Stateline

What We're Reading: Top State Stories 7/31

What We're Reading: Top State Stories 7/31

US: States suing Trump administration, company over 3D guns

apnews.com

Eight states are filing suit against the Trump administration over its decision to allow a Texas company to publish downloadable blueprints for a 3D-printed gun. The suit asks for an order to block the federal government from lifting its ban on the gun plans and to prevent the company, Defense Distributed, from continuing to make the blueprints available on the internet.

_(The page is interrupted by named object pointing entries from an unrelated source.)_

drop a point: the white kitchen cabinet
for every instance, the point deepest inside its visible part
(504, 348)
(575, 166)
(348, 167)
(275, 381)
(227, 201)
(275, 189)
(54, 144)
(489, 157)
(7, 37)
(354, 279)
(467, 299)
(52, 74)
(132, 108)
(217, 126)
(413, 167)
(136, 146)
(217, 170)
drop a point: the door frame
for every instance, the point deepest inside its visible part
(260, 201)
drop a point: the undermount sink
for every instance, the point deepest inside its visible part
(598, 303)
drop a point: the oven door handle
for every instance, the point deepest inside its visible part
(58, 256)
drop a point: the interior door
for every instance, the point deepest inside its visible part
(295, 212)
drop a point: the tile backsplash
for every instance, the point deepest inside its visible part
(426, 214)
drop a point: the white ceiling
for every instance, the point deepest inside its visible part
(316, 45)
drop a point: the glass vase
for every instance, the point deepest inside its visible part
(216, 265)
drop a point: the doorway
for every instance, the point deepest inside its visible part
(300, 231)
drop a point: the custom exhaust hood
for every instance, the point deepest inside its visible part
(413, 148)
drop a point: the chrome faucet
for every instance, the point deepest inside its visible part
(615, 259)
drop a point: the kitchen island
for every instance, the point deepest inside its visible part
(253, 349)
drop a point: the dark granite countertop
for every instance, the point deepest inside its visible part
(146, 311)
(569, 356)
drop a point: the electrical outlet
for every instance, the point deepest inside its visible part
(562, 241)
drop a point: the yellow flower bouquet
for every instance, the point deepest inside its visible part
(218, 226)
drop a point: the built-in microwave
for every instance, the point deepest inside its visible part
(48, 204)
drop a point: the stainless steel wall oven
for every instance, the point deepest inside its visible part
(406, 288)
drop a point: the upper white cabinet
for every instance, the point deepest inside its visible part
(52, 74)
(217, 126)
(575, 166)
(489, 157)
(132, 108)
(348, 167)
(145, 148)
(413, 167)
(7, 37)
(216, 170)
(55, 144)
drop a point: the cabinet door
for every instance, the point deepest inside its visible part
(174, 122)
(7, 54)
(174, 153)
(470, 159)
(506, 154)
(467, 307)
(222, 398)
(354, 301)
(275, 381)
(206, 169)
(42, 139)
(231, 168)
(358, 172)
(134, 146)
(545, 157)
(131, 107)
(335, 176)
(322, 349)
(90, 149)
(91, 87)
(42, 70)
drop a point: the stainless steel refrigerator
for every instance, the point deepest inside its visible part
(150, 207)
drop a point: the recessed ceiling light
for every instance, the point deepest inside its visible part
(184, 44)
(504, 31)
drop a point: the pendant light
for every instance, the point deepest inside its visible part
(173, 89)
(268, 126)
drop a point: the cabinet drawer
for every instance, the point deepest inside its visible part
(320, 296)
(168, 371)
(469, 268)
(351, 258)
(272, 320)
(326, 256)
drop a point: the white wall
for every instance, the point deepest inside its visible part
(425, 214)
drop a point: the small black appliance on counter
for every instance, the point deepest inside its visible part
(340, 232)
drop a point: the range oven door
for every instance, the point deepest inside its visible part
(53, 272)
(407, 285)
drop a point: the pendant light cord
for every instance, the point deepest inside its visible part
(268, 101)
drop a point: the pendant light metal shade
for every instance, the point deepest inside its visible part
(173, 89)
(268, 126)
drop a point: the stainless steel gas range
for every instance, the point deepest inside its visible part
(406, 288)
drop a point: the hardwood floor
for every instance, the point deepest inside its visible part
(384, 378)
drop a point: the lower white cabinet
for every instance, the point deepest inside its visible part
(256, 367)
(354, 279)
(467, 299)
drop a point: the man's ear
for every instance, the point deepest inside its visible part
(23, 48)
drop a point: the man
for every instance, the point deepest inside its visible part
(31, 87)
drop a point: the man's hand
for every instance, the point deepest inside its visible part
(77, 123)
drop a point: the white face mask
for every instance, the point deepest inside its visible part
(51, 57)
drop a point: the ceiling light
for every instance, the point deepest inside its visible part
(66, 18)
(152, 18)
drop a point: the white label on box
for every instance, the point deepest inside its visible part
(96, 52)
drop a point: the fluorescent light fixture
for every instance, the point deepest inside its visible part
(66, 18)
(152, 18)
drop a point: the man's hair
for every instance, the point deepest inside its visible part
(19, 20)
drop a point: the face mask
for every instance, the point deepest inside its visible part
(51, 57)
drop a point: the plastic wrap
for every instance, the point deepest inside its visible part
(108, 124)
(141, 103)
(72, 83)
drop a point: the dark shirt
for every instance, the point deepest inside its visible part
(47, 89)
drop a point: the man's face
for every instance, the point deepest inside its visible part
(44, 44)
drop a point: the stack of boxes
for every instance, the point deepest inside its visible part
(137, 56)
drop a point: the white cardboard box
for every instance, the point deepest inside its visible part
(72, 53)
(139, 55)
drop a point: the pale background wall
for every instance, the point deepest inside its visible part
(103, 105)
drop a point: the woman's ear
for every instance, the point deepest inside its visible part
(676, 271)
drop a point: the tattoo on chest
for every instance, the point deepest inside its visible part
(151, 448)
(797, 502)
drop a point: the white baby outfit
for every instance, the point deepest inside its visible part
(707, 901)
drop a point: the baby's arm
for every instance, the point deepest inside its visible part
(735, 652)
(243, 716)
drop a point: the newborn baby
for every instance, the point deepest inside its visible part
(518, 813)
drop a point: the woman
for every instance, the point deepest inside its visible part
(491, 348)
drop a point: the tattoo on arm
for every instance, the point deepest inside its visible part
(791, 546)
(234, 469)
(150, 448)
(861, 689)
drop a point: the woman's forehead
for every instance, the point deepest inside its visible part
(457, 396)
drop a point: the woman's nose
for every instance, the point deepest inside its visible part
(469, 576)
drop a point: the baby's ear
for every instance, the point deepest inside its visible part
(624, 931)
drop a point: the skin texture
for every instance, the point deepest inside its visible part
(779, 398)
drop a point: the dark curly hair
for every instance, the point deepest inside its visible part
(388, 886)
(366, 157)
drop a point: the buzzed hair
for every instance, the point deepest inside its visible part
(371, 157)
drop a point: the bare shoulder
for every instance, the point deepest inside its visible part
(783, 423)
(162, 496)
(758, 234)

UT: More than a half-million Utah acres to be auctioned for oil and gas development

sltrib.com

Later this year, the federal government intends to auction off nearly 334 parcels of Utah land, including areas cherished by hunters and angles, priority sage grouse habitat, archaeologically rich lands, and areas with troubled air quality. 

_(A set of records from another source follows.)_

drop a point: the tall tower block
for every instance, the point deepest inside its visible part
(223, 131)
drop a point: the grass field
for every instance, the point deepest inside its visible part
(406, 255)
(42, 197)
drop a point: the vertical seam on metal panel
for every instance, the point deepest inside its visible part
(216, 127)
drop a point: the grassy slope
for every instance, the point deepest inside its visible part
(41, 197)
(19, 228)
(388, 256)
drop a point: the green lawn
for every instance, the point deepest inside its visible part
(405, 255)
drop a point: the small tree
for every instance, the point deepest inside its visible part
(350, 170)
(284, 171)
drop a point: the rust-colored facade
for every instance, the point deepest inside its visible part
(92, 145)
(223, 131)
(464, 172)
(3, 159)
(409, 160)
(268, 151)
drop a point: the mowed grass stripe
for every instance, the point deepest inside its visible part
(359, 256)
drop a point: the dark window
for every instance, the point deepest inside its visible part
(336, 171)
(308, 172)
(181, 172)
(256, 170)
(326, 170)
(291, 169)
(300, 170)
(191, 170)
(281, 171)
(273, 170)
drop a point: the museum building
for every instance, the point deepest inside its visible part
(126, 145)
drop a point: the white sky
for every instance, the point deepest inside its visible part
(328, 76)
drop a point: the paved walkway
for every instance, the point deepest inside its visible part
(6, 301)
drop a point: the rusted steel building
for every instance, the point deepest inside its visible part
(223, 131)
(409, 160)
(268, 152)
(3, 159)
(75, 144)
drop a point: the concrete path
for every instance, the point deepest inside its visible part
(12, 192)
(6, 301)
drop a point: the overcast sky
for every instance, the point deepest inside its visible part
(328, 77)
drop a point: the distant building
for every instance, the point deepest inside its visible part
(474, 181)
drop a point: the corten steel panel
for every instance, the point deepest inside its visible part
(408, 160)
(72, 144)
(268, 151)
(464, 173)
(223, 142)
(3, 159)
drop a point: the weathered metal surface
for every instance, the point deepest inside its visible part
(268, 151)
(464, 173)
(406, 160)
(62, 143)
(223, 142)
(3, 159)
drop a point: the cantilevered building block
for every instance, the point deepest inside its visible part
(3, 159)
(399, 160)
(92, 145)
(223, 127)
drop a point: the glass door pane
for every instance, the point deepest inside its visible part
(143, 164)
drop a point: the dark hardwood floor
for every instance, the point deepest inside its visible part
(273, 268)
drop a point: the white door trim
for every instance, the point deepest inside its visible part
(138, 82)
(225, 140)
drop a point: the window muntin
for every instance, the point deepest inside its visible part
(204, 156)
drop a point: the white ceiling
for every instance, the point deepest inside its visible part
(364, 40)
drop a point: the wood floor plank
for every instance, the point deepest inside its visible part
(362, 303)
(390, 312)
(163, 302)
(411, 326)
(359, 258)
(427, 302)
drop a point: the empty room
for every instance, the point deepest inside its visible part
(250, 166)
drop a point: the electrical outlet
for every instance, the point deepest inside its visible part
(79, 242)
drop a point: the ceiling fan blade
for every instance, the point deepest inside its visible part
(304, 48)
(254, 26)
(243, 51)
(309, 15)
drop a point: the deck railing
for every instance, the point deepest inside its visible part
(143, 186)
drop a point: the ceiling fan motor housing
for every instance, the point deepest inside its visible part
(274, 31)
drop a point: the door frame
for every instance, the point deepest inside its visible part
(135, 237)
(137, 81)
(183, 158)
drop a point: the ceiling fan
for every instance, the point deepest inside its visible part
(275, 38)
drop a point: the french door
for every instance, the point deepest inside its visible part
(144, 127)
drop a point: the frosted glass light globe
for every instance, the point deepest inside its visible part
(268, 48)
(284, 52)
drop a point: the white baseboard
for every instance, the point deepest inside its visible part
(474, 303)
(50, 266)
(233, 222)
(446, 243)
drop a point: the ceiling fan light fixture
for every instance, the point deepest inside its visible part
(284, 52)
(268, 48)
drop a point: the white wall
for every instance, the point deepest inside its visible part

IN: Indiana governor calls for hate crime legislation

indystar.com

Indiana Republican Gov. Eric Holcomb is joining calls for state lawmakers to pass hate crime legislation, after anti-Semitic graffiti was discovered this weekend at a synagogue. Indiana is one of five states without a hate crime law, which proponents say could help prevent similar acts of vandalism and crime.

CA: California’s $290 million sales tax-filing system stumbling in first big test

sacbee.com

A customer service center for the California Department of Tax and Fee Administration is swamped with complaints. Small-business owners are leaving snarky comments online, and Democratic Gov. Jerry Brown’s administration is preparing to waive penalties for people who file their returns late because of technical errors.

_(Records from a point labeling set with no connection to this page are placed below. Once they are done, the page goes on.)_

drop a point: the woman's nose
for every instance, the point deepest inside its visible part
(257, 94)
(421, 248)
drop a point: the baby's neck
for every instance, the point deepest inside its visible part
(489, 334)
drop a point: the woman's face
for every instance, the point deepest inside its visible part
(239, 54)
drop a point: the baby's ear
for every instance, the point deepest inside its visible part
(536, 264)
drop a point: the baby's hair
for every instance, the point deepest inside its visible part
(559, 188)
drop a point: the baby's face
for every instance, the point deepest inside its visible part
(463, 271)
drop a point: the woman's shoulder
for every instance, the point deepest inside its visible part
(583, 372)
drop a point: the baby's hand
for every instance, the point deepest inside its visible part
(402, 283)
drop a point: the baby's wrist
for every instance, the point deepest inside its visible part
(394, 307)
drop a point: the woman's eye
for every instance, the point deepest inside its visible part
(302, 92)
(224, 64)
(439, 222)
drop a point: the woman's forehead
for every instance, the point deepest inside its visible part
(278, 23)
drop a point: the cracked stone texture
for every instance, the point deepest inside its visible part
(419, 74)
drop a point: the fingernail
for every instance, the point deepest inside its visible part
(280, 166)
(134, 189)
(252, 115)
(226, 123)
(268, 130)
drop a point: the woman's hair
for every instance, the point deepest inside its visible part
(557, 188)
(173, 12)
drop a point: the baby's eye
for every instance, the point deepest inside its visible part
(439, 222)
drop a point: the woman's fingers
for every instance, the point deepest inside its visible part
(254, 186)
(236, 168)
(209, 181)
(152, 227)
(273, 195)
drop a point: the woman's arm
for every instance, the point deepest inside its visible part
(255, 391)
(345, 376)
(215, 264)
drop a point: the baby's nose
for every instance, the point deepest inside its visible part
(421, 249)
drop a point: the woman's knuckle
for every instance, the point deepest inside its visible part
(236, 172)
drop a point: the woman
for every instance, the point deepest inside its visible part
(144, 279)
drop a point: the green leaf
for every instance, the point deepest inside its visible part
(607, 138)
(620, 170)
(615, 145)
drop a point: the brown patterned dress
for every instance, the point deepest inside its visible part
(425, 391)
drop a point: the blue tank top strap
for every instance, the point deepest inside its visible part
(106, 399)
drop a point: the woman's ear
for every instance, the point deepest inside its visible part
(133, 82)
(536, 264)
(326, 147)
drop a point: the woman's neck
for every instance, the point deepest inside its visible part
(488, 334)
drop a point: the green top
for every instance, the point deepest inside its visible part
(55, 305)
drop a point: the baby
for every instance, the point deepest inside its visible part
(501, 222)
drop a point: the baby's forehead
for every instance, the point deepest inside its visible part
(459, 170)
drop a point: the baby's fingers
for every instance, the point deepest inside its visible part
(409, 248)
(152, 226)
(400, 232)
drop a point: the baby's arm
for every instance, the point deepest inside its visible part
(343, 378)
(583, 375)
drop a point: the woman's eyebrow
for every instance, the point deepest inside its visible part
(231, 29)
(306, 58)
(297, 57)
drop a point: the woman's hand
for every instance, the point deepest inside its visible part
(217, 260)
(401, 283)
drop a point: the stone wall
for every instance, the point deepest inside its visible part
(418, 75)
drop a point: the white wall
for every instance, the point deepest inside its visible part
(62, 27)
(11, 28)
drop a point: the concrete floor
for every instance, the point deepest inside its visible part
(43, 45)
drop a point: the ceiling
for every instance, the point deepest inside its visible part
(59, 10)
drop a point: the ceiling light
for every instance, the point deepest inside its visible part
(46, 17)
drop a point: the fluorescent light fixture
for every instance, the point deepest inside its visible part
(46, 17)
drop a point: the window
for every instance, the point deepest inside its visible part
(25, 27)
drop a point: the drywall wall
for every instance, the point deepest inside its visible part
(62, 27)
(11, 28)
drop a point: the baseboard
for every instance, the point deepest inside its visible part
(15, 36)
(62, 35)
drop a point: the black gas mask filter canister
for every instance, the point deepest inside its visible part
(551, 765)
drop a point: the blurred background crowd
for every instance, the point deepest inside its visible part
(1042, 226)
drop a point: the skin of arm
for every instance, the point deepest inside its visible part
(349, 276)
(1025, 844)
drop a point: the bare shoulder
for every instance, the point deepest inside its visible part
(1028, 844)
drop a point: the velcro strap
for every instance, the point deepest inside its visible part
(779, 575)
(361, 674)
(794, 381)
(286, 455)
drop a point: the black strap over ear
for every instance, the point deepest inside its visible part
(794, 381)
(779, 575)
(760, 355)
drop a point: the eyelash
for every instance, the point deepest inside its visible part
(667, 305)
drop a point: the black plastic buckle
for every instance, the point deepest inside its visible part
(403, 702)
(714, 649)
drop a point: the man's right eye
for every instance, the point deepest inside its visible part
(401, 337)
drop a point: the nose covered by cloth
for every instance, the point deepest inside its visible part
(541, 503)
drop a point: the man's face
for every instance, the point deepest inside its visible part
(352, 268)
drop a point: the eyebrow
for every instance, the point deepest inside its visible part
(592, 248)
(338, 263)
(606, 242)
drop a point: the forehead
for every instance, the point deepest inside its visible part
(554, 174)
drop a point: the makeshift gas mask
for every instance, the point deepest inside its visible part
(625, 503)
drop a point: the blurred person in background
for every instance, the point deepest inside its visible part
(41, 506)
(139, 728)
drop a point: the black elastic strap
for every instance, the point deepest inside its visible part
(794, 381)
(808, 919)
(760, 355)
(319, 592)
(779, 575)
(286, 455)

OH: Ohio governor signs bills on payday lending, dogs on restaurant patios

dispatch.com

Fixing a broken law passed 10 years ago, Republican Gov. John Kasich signed a bill that is aimed at limiting the interest and fees charged by Ohio payday lenders while setting up more-affordable loan terms for low-income borrowers. He also signed a bill allowing restaurants to permit dogs in outdoor eating areas, and one allocating $114.5 million for counties to buy new voting machines.

NJ, MS: Caesars launching sports betting in New Jersey, Mississippi

apnews.com

Two Atlantic City casinos owned by Caesars Entertainment are joining New Jersey’s growing sports betting market this week, and another two in Mississippi will do so in mid-August.

NY: New York lawmakers: We need study on new tick species

timesunion.com

A group of state senators are calling on New York's health department to conduct a rigorous study into a new and potentially dangerous tick species that was recently discovered in the state.

ND: North Dakota Supreme Court: 4 of 5 governor vetoes ineffective

inforum.com

The North Dakota Supreme Court declared 4 out of 5 of Republican Gov. Doug Burgum’s partial vetoes challenged by state lawmakers are ineffective. But in a defeat for the Legislature, the court struck down parts of two bills as unconstitutional because they gave an interim legislative committee too much power over the state’s purse strings.

LA: Effort to end Louisiana split-jury law gets bipartisan push

apnews.com

An unlikely, bipartisan coalition is working to win voter support for a proposal ending Louisiana’s Jim Crow-era law that allows split juries to convict people of serious felony crimes, a former district attorney said. Voters will decide the fate of the constitutional change on the Nov. 6 ballot.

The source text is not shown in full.